According to this distinction, a word is vague to the extent that it defines `not a neatly bounded class but a distribution about a central norm`. Thus the word green is vague as it shades into yellow at the one extreme and into blue at the other, so that its applicability in marginal situations is uncertain. Ambiguity is an entirely distinct concept. A word may have two entirely different connotations, so that it may be at the same time both appropriate and inappropriate. Thus the word light is ambiguous when considered in the context of dark feathers. ( Word and Object, 1960 at p 85, quoting W Quine.)



It has been held that a document is not ambiguous just because a variety of definitions can be found in the lexicon; the intended meaning may be clear from the context ( Cincinnati Ins Co v Flanders Electric Motor Service Incorp (Unreported) ). Also, words are not necessarily ambiguous because courts in past cases have taken a different view of the words ( Graingrowers Warehouse Co v Central National Ins Co (Unreported) ). A fortiori a word is not necessarily ambiguous simply because the parties to the instant dispute have taken different views of the words ( Kane v Royal Ins Co of America (Unreported) ; Budd v P & O Steam Navigation Co Ltd [1969] 2 Lloyd`s Rep 262).

In Higgins v Dawson [1902] AC 1 at p 10, Lord Davey said:

[a document] is not ambiguous by reason only that it is difficult of construction. If it is finally held to bear a particular construction, that must govern its legal meaning, notwithstanding any difficulty that the courts might have felt in arriving judicially at the construction; it is only ambiguous when, after full consideration, it is determined judicially that no interpretation can be given to it.

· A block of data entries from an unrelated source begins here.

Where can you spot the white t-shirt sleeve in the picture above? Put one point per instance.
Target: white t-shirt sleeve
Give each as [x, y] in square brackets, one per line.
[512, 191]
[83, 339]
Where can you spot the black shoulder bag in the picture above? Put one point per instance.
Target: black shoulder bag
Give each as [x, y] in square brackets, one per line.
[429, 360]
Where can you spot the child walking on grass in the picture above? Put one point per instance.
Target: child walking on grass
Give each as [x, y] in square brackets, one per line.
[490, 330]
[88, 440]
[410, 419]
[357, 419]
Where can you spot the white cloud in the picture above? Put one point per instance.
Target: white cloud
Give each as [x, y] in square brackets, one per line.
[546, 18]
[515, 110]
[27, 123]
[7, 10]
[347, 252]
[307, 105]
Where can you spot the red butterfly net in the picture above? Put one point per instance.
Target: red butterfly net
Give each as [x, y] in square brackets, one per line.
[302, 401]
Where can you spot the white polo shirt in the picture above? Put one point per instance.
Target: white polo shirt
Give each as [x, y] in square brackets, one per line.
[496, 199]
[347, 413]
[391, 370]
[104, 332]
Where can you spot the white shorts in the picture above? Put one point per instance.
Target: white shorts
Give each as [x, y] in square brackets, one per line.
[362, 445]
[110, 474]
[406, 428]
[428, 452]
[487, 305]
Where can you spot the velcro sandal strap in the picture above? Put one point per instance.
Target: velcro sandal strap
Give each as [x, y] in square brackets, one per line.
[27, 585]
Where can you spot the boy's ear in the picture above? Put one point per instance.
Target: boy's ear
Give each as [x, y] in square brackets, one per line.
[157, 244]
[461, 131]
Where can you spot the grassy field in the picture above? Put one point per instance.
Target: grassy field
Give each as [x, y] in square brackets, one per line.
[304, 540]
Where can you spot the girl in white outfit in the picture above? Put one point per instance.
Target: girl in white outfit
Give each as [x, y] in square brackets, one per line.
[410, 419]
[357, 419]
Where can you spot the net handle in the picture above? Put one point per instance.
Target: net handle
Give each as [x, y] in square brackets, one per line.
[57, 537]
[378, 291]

In my view the words in s 458A are not ambiguous. Therefore, the rule requiring a strict construction of penal statutes was not relevant. The real question that faced this court was whether to adopt a literal approach to interpretation and give effect to the plain meaning of the section or whether to adopt a purposive approach and endeavour to discover the parliamentary intention behind the section and give effect to it. The answer is clear. Section 9A of the Interpretation Act requires the latter approach. Furthermore, s 9A makes it clear that Parliament does not believe that statutory provisions alone are sufficient for courts to rely on. It expressly allows the use of extrinsic materials in the quest for the true meaning of statutory provisions.

Purposive interpretation

This approach is certainly apposite to this case. In Diaz Priscilla v Diaz Angela [1998] 1 SLR 361 , the Court of Appeal held that, in applying s 9A, there was no need for any ambiguity or inconsistency in the provision in question. The dictum of Dawson J in Mills v Meeking [1990] 169 CLR 214 at p 235 was approved of:

the approach required by s [9A(1)] needs no ambiguity or inconsistency; it allows a court to consider the purposes of an Act in determining whether there is more than one possible construction. Reference to the purposes may reveal that the draftsman has inadvertently overlooked something which he would have dealt with had his attention been drawn to it and if it is possible as a matter of construction to repair the defect, then this must be done.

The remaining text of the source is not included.